A staff report to board trustees, which is expected to come forward at a meeting on Wednesday, outlines the changes and states that the report’s focus is on “providing equitable access to learning opportunities so that all students can gain the foundational skills they will need to thrive, whatever future pathway they choose.”

Several entry points to the French-as-second-language program would also be phased out under the plan. Currently, the board offers a range of times and ways that students can start French: the immersion program starting in senior kindergarten, a less intensive junior extended French program that starts in Grade 4, and four locally-managed programs with different entry points that operate in a limited number of schools.

Under the proposal, the board would only offer entry into French immersion in junior kindergarten and Grade 4. It also calls for the board to look at maximum caps at entry points to ensure the program is viable at schools, and to account for attrition rates.

By streamlining the program with two system-wide entry points, the report said the TDSB would be able to concentrate its resources better. A second entry point into the French immersion program in Grade 4 would also let newcomer families, for example, access the program once children settle into schooling.

The proposed changes at the TDSB, Canada’s largest school board, come as school districts in many parts of the country struggle with reconfiguring classrooms and finding qualified French teachers, in response to increasing interest among parents that want to give their children a chance to learn a second language, or a competitive edge.

It also comes as the board, facing a budget shortfall, looks at cutting busing for elementary students in its French programs in September, 2020.

Unlike other school boards, which typically have one or two entry points to study French, the TDSB has six.

Robin Pilkey, chair of the TDSB, described the changes as “bold.”

She said that the TDSB embarked on a large review last year on its French programs, and looked at research around French language education as well as heard concerns from parents and students.

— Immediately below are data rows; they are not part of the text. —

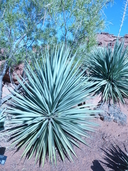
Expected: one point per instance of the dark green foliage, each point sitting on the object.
(108, 69)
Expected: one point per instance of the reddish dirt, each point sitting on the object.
(87, 157)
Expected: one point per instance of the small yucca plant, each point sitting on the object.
(46, 118)
(116, 159)
(108, 69)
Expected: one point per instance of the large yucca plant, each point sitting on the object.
(108, 68)
(116, 159)
(45, 117)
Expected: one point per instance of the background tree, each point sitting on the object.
(26, 23)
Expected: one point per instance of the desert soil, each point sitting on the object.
(88, 158)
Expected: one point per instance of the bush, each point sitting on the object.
(108, 69)
(46, 118)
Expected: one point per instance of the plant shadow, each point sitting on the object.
(97, 166)
(115, 158)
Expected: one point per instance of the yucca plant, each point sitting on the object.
(45, 117)
(108, 68)
(2, 119)
(116, 159)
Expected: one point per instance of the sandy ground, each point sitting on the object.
(88, 158)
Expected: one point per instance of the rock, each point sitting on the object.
(113, 113)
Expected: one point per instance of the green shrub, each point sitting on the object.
(108, 69)
(46, 118)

“It could really be a turning point for French-as-a-second-language education across our board,” Ms. Pilkey said in an interview on Saturday.

“We haven’t taken a very serious look at our French programs in many years, and when we did take a serious look last year, many issues came to the surface that people were concerned about, that we can’t ignore,” Ms. Pilkey said.

French is taught in a variety of ways in Canadian schools, including French immersion and core French, which starts in Grade 4 and where students learn the language as a stand-alone subject.

Many in the review said the core French program is lacking in supports, and the report calls for strengthening it by targeting professional learning for new and experienced core French teachers, among other items.

The changes, which trustees will need to approve, could begin to be phased in by 2022.

Betty Gormley, executive director of the Canadian Parents for French Ontario, said that while her organization was pleased with a junior kindergarten entry point into French immersion, eliminating the others – especially one in Grade 7 – would mean fewer opportunities for students who may choose to study French.

Further, she said in an e-mail on Sunday that “while the TDSB report highlights its inclusive policy it [is] simultaneously placing barriers to access.”

“Lack of transportation to the French Immersion program will have a negative impact on enrolment," Ms Gormley said. “It is a direct barrier to access just as [is] capping the program, a practice that will now be imposed at the TDSB.”